Covid dall’altra parte del mondo: ivermectina come cura?
Nonostante la ricerca sul Covid abbia con tutta evidenza bisogno di tempo per dare risposte adatte alla complessità della situazione, nel corso della pandemia ci si è più volte convinti di aver trovato una soluzione (alternativa, è chiaro, ai vaccini).
In particolare, con l’ivermectina.
Antielmintico (ossia, antiparassitario) in commercio dal 1981, i cui scopritori sono stati premiati con il Nobel nel 2015, l’ivermectina è stata indicata come cura risolutiva al Covid.
Tutto è partito da uno studio egiziano, condotto e pubblicato sul finire del 2020, il quale ha fatto gridare al miracolo mezzo mondo.
L’antiparassitario, infatti, ha dimostrato in vitro di poter uccidere il coronavirus nel giro di 48 ore.
L’équipe di ricercatori egiziani ha allora deciso di monitorare due gruppi di pazienti positivi al Covid: quello a cui era stata somministrata l'ivermectina aveva in effetti riportato un tasso di mortalità estremamente più basso.
Peccato che, pochi mesi dopo, un altro ricercatore abbia smontato pezzo a pezzo lo studio, rilevando irregolarità, plagio da brani giornalistici e soprattutto manipolazione dei dati al fine di orientare i risultati in favore dell’ivermectina come cura al Covid.

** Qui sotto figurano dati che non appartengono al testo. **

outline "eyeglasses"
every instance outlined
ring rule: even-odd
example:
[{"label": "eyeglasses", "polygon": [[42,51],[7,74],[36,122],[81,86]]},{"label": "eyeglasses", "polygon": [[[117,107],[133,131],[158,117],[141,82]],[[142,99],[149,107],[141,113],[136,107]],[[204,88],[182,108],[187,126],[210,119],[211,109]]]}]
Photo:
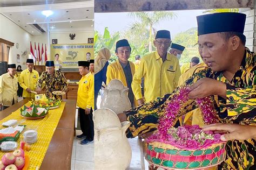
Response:
[{"label": "eyeglasses", "polygon": [[162,44],[164,44],[164,45],[168,45],[169,44],[170,44],[171,42],[172,42],[172,41],[157,41],[156,40],[156,42],[157,42],[157,44],[158,45],[162,45]]}]

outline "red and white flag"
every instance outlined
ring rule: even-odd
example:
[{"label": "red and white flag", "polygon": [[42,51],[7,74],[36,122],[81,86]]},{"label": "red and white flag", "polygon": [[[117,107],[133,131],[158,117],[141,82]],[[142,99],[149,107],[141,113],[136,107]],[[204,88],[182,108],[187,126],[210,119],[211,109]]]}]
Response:
[{"label": "red and white flag", "polygon": [[42,52],[41,52],[41,57],[42,57],[42,62],[44,63],[44,44],[42,44]]},{"label": "red and white flag", "polygon": [[32,47],[31,41],[30,41],[30,54],[31,55],[32,59],[35,61],[36,60],[36,58],[35,57],[34,52],[33,51],[33,48]]},{"label": "red and white flag", "polygon": [[45,52],[44,52],[44,61],[47,61],[47,52],[46,52],[46,44],[45,44]]},{"label": "red and white flag", "polygon": [[36,65],[37,62],[37,60],[38,60],[38,59],[37,58],[37,52],[36,50],[36,42],[35,42],[35,49],[34,49],[34,54],[35,54],[35,58],[36,58]]},{"label": "red and white flag", "polygon": [[40,47],[39,46],[39,42],[38,42],[38,47],[37,47],[37,50],[38,51],[38,52],[37,54],[38,54],[38,60],[39,60],[39,65],[41,63],[41,55],[40,54]]}]

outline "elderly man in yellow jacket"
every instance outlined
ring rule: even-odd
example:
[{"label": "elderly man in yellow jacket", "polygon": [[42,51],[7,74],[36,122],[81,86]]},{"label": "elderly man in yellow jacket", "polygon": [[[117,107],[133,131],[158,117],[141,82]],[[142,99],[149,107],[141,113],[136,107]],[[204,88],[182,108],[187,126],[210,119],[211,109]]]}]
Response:
[{"label": "elderly man in yellow jacket", "polygon": [[0,107],[3,107],[2,110],[18,102],[16,65],[8,65],[8,72],[0,76]]},{"label": "elderly man in yellow jacket", "polygon": [[77,138],[84,139],[82,145],[93,142],[94,127],[92,111],[94,109],[94,76],[89,70],[90,62],[78,61],[78,68],[82,77],[79,81],[77,91],[77,106],[79,107],[80,126],[82,134]]},{"label": "elderly man in yellow jacket", "polygon": [[131,87],[132,77],[135,73],[135,66],[132,62],[128,61],[131,50],[131,48],[126,39],[117,42],[116,55],[118,60],[107,66],[106,83],[107,85],[113,79],[121,81],[124,86],[129,88],[128,97],[132,107],[133,107],[137,105]]},{"label": "elderly man in yellow jacket", "polygon": [[38,72],[33,69],[34,63],[33,59],[27,59],[26,66],[28,69],[21,73],[19,83],[23,88],[23,97],[35,97],[35,94],[31,91],[35,90],[36,84],[39,79]]},{"label": "elderly man in yellow jacket", "polygon": [[[161,97],[177,87],[180,68],[177,57],[167,52],[171,42],[169,31],[158,31],[154,40],[157,51],[142,58],[132,83],[139,105]],[[142,77],[144,77],[145,100],[140,86]]]}]

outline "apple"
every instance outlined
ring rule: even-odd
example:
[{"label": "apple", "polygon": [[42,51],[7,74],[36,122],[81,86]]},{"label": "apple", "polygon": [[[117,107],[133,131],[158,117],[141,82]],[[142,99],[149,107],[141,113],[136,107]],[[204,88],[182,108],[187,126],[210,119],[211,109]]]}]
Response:
[{"label": "apple", "polygon": [[2,160],[0,160],[0,170],[4,170],[6,166],[3,164]]},{"label": "apple", "polygon": [[7,153],[2,158],[2,161],[4,165],[12,164],[15,161],[16,158],[12,153]]},{"label": "apple", "polygon": [[5,169],[4,169],[4,170],[9,170],[9,169],[18,170],[18,168],[16,167],[15,165],[11,164],[11,165],[8,165],[8,166],[6,166],[5,167]]},{"label": "apple", "polygon": [[16,158],[14,165],[17,167],[18,169],[21,169],[25,165],[25,159],[22,157],[18,157]]},{"label": "apple", "polygon": [[24,157],[24,151],[23,149],[18,149],[18,150],[16,150],[15,151],[14,151],[14,155],[15,157]]}]

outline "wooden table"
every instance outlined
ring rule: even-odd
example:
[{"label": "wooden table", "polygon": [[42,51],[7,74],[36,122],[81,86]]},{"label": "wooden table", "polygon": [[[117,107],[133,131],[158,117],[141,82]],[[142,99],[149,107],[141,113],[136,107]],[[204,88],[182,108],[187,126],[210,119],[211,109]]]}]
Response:
[{"label": "wooden table", "polygon": [[[0,111],[2,119],[28,102],[24,99]],[[40,169],[70,169],[75,132],[76,102],[63,100],[66,102],[62,117],[53,133]]]}]

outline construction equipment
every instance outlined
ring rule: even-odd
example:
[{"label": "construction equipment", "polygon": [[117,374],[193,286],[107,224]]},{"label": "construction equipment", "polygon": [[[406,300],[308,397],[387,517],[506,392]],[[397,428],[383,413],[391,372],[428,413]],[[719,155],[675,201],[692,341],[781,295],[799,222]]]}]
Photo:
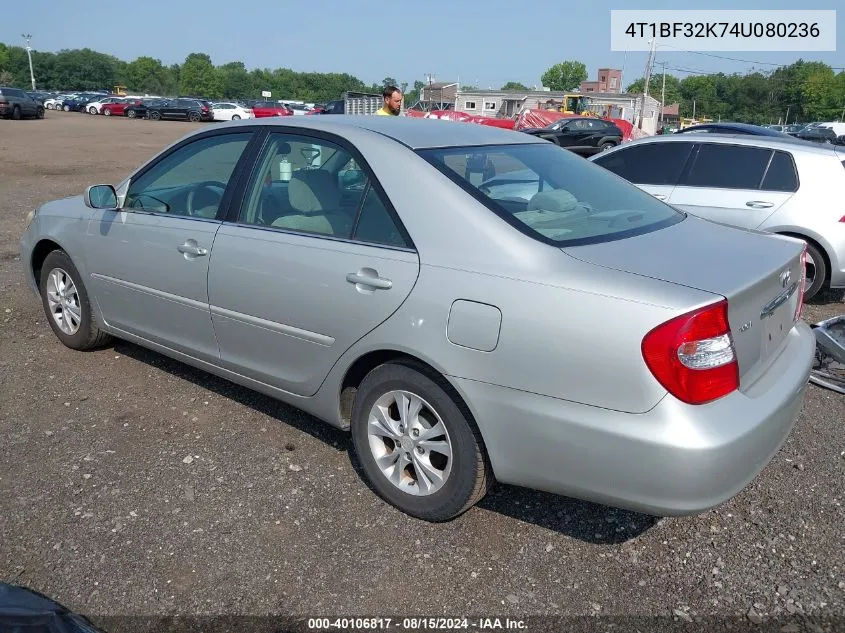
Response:
[{"label": "construction equipment", "polygon": [[559,112],[564,114],[580,114],[582,116],[591,116],[594,113],[590,110],[590,98],[580,93],[563,95],[563,103],[560,106]]}]

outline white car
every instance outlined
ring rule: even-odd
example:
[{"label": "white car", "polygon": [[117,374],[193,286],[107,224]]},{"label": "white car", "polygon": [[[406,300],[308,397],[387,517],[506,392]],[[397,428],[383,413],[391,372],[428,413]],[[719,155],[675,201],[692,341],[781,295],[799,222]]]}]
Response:
[{"label": "white car", "polygon": [[88,114],[102,114],[103,113],[103,106],[107,103],[121,103],[126,101],[125,97],[104,97],[102,99],[98,99],[97,101],[92,101],[88,105],[85,106],[85,111]]},{"label": "white car", "polygon": [[44,101],[44,108],[47,109],[47,110],[61,110],[62,109],[62,103],[64,103],[64,100],[70,98],[71,96],[73,96],[73,95],[62,94],[62,95],[58,95],[58,96],[56,96],[52,99],[46,99]]},{"label": "white car", "polygon": [[292,111],[294,116],[308,114],[313,108],[309,108],[305,103],[288,103],[286,104],[288,110]]},{"label": "white car", "polygon": [[211,112],[215,121],[237,121],[238,119],[254,119],[255,113],[237,103],[212,103]]}]

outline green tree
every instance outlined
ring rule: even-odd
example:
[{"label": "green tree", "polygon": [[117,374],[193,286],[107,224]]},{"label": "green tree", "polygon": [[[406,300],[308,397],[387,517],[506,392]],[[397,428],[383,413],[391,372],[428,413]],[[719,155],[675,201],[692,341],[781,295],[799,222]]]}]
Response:
[{"label": "green tree", "polygon": [[540,81],[552,90],[575,90],[587,80],[587,67],[579,61],[565,61],[555,64],[543,73]]},{"label": "green tree", "polygon": [[227,99],[245,99],[253,94],[252,82],[243,62],[229,62],[220,67],[223,77],[223,96]]},{"label": "green tree", "polygon": [[223,96],[223,77],[205,53],[191,53],[182,64],[179,86],[182,94],[219,99]]},{"label": "green tree", "polygon": [[139,57],[126,66],[126,85],[133,92],[166,94],[175,87],[175,81],[161,60]]},{"label": "green tree", "polygon": [[405,105],[411,107],[420,100],[422,89],[425,88],[425,82],[419,79],[414,82],[414,87],[405,94]]}]

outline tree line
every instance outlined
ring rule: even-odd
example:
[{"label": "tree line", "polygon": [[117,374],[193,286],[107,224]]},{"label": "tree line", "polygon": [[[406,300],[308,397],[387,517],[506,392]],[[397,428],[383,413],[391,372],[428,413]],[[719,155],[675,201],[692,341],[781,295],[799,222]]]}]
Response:
[{"label": "tree line", "polygon": [[[657,65],[649,95],[658,101],[663,69]],[[642,93],[645,79],[626,89]],[[667,73],[666,105],[680,104],[680,115],[744,123],[806,123],[845,120],[845,71],[821,62],[798,60],[769,73],[699,74],[679,79]]]},{"label": "tree line", "polygon": [[[405,103],[414,105],[425,86],[385,77],[380,84],[367,84],[348,73],[297,72],[290,68],[247,70],[243,62],[219,66],[205,53],[191,53],[182,64],[166,65],[153,57],[126,62],[88,48],[57,53],[32,51],[36,87],[40,90],[111,90],[125,85],[132,92],[157,95],[198,95],[209,99],[255,99],[268,90],[273,98],[325,102],[346,91],[381,92],[393,84],[405,93]],[[648,92],[661,98],[664,75],[655,67]],[[564,61],[541,77],[552,90],[576,90],[587,79],[586,66]],[[26,49],[0,43],[0,85],[30,87]],[[631,83],[626,91],[641,93],[645,80]],[[463,90],[474,86],[462,85]],[[503,90],[527,90],[509,81]],[[680,104],[682,117],[693,115],[748,123],[845,119],[845,71],[838,74],[821,62],[798,60],[770,73],[714,73],[683,79],[665,75],[665,103]]]}]

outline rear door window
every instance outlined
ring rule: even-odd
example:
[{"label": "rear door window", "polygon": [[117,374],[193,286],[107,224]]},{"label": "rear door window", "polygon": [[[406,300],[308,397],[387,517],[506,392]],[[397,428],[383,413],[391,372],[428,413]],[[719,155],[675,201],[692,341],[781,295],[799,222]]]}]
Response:
[{"label": "rear door window", "polygon": [[703,143],[681,184],[712,189],[759,189],[771,156],[770,149]]},{"label": "rear door window", "polygon": [[798,191],[798,172],[788,152],[775,152],[763,177],[763,191]]},{"label": "rear door window", "polygon": [[601,154],[593,162],[637,185],[673,186],[683,172],[692,143],[643,143]]}]

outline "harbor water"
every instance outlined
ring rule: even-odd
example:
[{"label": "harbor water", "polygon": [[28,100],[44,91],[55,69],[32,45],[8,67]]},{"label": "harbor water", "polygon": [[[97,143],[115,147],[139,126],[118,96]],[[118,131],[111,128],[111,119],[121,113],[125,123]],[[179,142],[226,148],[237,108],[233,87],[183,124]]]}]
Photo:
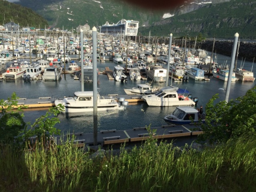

Sono state chieste spiegazioni all’équipe egiziana, a tutt’oggi chiusa in un silenzio emblematico.
Nel frattempo, comunque, la ricerca è stata ritirata dalle maggiori piattaforme scientifiche.
La parabola dell’ivermectina non si è però fermata in Egitto.
Meno di un mese fa, il Giappone è stato preso a esempio per aver sconfitto il Covid proprio grazie all’antiparassitario.
Ma le autorità giapponesi non hanno in alcun modo incentivato l’uso dell’ivermectina contro il Covid, anzi: lo hanno vivamente sconsigliato, declassandolo a rimedio casalingo.
E Haruo Ozaki, presidente della Tokyo Medical Association (che non è l’Ordine dei Medici del Giappone tutto[1], come riportato altrove, ma l’associazione di settore della città metropolitana di Tokyo), ha solo suggerito al governo e alle altre autorità sanitarie di affidarsi maggiormente alle prescrizioni dei medici di famiglia e alle soluzioni da loro proposte nella cura domestica al Covid – tra cui, per l’appunto, l’ivermectina.
Anche l’India, Paese a favore dell'antiparassitario, lo ha di recente ritirato dai protocolli di cura.
E le motivazioni sono sempre le stesse: mancanza di evidenze scientifiche sull’efficacia dell’ivermectina contro il Covid.
Di sicuro, focalizzarsi sulla cura – e sui differenti concetti e pratiche di cura tra Occidente e Oriente – è molto importante, in questa fase della pandemia.
Come è importante riflettere sulle strategie che stiamo attuando come società globale nei confronti del Covid, e sulle conseguenze non solo fisiologiche che queste avranno in futuro.
Ma più importante ancora è saper aspettare risposte meno immediate a uno dei fenomeni più complessi della storia umana.
[1] L'equivalente dell’Ordine nazionale dei Medici in Giappone è la Japan Medical Association.